Making Helium: Sudoku, registers and rabbits (2/4)

February 21, 2019

8 minute read time.

In the first part of this blog series, I explained the “beatwise” execution that’s at the heart of Helium technology (also known as the M-profile Vector Extensions / MVE). There’s some useful background information in that post, so it’s worth looking at if you haven’t already read it.

An important part of DSP processing is efficiently handling different data formats, which often need to be transformed into a different arrangement for computation. A good example of this is image data, which is typically stored as an interleaved stream of red, green, blue, and alpha pixel values. However, to vectorise the computation you may need all the red pixels in one vector, all the green pixels in another vector and so on. In the Neon architecture the VLD4 / VST4 instructions can perform this transformation, as illustrated below.

Data in registers

VST4 interleaves 4 x 128‑bit registers, storing a total of 512‑bits of data. The Neon architecture has a variety of interleaving / deinterleaving operations to support different formats. For example, a VST2 is provided that can be used to interleave the left and right channels of stereo audio. These instructions also support different element sizes from 8 to 32‑bit.

One of the main benefits of MVE’s “beatwise” execution is that it allows memory and ALU operations to be overlapped, even on single issue processors. As shown below, to achieve the doubling in performance that this technique enables, all instructions must perform the same amount of work.

Execution time ALU store

As can be seen, the performance increase from the overlapping would be seriously degraded by a wide store instruction like VST4. The solution that MVE provides is to split the store into chunks that are well balanced with the ALU operations, with each chunk storing 128‑bits of data. MVE enables this four‑way interleaving to be made up of four instructions called VST40, VST41, VST42 and VST43. Unfortunately, this isn’t the end of the story, as there are a whole host of related issues:

The obvious split would be for each of the four instructions to store a different stream (e.g. VST40
storing all the red pixels, VST41 storing the green pixels, etc). For 8‑bit pixel data this would mean each instruction would store 16 non‑contiguous bytes. This sort of access pattern would be tortuous for the memory subsystem and would result in a significant amount of stalling. Instead the instructions need to generate large contiguous block requests.
To work correctly with other vector instructions, the register file ports must be set up to access the rows of the register file (i.e. a whole vector register), rather than the columns (i.e. the first byte of four
registers) as would be needed if interleaving data to a contiguous block of memory.
To avoid the sort of time travel issue described in my previous blog post, we need to be able to split the instruction into “beats” where bits [63:0] of the register are read first, and then bits [127:64] are read on the subsequent cycle.
The solution must work for both interleaving by two and by four, and when operating on 8, 16 and 32‑bit data.

With all these conflicting constraints we’re so far down the rabbit hole that I’m reminded of Alice in Wonderland:

Alice: This is impossible.
The Mad Hatter: Only if you believe it is.

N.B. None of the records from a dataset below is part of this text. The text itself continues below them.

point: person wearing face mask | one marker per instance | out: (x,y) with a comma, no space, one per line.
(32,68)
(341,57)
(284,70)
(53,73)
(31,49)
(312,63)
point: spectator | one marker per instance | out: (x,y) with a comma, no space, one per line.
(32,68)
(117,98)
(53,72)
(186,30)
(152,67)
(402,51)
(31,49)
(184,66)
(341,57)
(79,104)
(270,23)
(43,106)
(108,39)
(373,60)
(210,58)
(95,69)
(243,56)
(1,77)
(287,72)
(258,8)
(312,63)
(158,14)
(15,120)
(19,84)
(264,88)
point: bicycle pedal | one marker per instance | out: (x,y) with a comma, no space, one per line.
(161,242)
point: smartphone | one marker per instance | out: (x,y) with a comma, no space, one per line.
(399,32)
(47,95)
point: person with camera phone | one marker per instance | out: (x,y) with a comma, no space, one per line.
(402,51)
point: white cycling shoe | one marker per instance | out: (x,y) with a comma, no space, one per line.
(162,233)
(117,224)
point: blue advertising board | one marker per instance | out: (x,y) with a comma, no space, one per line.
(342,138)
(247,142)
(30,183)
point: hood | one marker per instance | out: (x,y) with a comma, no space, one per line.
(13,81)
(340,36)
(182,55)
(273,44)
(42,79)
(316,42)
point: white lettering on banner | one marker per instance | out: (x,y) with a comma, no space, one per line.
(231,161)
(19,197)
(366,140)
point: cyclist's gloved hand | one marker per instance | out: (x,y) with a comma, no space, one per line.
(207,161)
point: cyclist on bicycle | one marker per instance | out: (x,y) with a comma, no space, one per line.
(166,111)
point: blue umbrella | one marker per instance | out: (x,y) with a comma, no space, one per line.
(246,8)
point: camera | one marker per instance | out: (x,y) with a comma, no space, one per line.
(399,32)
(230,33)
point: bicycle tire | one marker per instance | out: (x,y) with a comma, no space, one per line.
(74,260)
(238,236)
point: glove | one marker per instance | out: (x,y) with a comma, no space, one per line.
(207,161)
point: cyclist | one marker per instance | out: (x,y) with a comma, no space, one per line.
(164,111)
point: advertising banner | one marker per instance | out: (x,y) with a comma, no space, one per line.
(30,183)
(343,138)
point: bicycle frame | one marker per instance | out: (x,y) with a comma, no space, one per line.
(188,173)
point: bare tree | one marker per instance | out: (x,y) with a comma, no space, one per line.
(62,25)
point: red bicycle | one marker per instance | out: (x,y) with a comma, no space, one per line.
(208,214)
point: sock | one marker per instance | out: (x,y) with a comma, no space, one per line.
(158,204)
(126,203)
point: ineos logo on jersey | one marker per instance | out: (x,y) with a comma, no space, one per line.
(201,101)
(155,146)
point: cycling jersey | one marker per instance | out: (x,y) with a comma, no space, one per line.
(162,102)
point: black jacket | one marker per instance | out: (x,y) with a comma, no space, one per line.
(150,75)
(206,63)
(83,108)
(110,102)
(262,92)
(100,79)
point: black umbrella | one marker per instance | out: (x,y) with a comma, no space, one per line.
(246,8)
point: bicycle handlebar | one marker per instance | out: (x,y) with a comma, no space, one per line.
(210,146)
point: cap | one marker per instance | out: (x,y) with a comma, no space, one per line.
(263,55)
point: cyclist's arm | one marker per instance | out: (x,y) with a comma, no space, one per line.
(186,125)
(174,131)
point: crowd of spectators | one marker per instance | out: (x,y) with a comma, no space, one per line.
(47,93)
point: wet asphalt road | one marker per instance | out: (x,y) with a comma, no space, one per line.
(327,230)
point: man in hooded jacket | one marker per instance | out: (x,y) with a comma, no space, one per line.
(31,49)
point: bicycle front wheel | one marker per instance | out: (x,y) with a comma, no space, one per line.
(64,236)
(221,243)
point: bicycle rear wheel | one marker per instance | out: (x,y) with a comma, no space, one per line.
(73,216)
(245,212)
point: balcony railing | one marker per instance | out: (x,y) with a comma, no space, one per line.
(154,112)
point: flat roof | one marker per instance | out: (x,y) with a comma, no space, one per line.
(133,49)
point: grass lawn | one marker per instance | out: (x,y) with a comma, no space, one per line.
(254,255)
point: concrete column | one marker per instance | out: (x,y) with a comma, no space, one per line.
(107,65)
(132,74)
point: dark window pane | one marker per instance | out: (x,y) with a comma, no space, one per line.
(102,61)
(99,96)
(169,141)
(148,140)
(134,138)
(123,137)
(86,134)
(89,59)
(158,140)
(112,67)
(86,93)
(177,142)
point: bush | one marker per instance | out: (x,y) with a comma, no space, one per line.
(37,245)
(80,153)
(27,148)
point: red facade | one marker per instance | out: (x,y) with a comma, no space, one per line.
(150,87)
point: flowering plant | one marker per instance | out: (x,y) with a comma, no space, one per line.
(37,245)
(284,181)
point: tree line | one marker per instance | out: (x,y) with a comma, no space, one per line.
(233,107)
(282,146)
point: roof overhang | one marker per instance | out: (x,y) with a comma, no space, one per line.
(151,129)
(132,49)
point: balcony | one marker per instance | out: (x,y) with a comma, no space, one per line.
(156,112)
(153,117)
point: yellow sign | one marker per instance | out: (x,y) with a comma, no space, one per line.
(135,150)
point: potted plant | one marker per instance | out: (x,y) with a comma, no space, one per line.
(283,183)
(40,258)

So, let’s suspend disbelief and take a closer look at a read port and see where it takes us.

Read port 1

MVE reuses the floating‑point register file, so the vector registers (Q0 to Q7) are made up of groups of four “S” registers. The same row is selected for each column mux and the data combined to access an entire Q register (see figure above). But what if instead of being able to select from any register in a column, the ports were twisted and we could select from registers in alternating columns, as shown below:
Read port 2

If the control inputs on 8:1 muxes are set to the same value a row can be read (e.g. S0 and S1). However, if different values are used, a pair of values in a column (e.g. S0 and S4) can be read. Now this is starting to look promising as it gives us the ability to read from columns as well as rows. If we zoom in a bit to the bottom corner of the diagram and replace the register numbers with the numbers of the muxes they’re connected to we get this:

Read port 3

This resembles a simple sudoku puzzle with each number appearing exactly once in every row and column within the repeating matrix, but on a 2 x 2 matrix, instead of the usual 9 x 9. This pattern only gives us a solution for interleaving by two, as it can only read two values from a column and only handles 32‑bit values (the width of the muxes). Since we need one pattern that works with all combinations of interleaving patterns and data widths, we can imagine stacking all the combinations vertically to get a multi resolution, 3D sudoku puzzle. While solving each layer is trivial, solving the full 3D puzzle as a whole is mind blowing. In addition, we still need to consider the other constraints I mentioned above, like contiguous memory accesses, and being able to split the accesses to the upper and lower 64‑bits of a register across different cycles.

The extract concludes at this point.